6:45pm-7:30pm: Sit down to eat. Our friend’s son announces he’s not hungry and Miss W throws her pizza on the floor. The kids play while the grownups try to eat and chat. It sort of works for a while. Little W gets grumpy and screamy so I put him to bed. Fortunately he’s so tired he goes out like a light, not to be heard from again until late in the night.
7:30pm-9:00pm: The older kids are getting grumpy and tired now as well. They ask for ice cream. They’re told to eat some pizza first. They eat one bite each then refuse to eat any more. We give in and give them the ice cream. We’re bad parents. We put on a DVD in the hope that they’ll calm down a bit. We’re really bad parents. By 8.30pm, Miss W is ready for bed and she doesn’t even protest when I put her pyjamas on and brush her teeth. We have one quick story then I turn out the light and leave her room. We don’t hear from her again until the morning. Our friends’ son is getting really annoyed now and keeps demanding to go home. Our friends finally give up and get ready to leave. We talk about how we used to be able to go out for dinner uninterrupted and speculate about when we’ll be able to do that again. Probably not for about 10 years. Life is different now.

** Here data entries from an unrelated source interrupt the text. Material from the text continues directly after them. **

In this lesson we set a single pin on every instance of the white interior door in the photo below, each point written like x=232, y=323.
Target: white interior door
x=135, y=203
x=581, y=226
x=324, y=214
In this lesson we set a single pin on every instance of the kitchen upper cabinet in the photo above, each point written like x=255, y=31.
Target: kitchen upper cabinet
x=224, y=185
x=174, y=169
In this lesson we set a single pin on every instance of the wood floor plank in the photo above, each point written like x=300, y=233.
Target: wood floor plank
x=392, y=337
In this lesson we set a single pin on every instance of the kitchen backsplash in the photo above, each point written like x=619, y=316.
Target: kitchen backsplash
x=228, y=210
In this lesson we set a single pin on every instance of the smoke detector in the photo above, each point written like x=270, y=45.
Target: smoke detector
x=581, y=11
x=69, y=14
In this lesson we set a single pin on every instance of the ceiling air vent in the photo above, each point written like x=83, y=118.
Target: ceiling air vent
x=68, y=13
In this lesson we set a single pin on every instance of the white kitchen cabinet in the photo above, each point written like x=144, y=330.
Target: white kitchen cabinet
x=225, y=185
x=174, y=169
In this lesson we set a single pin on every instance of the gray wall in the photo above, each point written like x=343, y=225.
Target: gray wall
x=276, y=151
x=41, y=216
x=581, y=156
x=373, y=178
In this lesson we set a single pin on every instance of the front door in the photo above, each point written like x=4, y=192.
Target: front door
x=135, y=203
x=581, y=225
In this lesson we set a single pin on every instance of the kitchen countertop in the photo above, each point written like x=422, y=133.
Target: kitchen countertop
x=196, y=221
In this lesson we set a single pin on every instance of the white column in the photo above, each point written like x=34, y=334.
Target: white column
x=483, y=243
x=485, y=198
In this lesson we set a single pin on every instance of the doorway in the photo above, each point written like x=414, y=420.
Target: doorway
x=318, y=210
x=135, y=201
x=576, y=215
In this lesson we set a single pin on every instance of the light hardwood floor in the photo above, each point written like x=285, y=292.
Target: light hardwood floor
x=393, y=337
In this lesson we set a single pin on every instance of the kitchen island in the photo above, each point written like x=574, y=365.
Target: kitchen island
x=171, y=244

9:00pm-9:30pm: Once our friends go home I get a break to drink a glass of wine and read a book while Mr W clears up the dinner.
9:30pm-11:00pm: Mr W and I sit down together and enjoy the silence. We talk about our day and watch some stuff on YouTube since most of the stuff on TV these days is utter drivel.
11:00pm: Go to bed tired but not exhausted and go to sleep so I have the energy to repeat it all again the next day.
Obviously not every day is exactly like that. Some days I don’t go to the gym or the shops and I focus on creative projects or do some actual paid work (shock horror!) like translate or correct a text for a website or scientific conference. Some days I focus on admin stuff like Mr W’s accounting and doing all those little tasks that accumulate day-to-day (answering e-mails, dealing with mail etc.). The main thing is that while my days are full, they tend not to be stressful and I manage to get everything done that needs doing while keeping my sanity. It doesn’t always work. I’m not perfect. There are still loads of things I need to optimise and work out. Weekends for example. There’s a lot of room for improvement there. I see it as a game though. My goal is to become some kind of ninja mum who can juggle everything without getting stressed and burned out and being carted off to the lunatic asylum. I’ll probably never attain actual ninja mum status, but I can always try, and have fun trying. If any of you have any tips for me, I’d love to hear them. Especially if you’ve already reached the holy grail of ninja mum!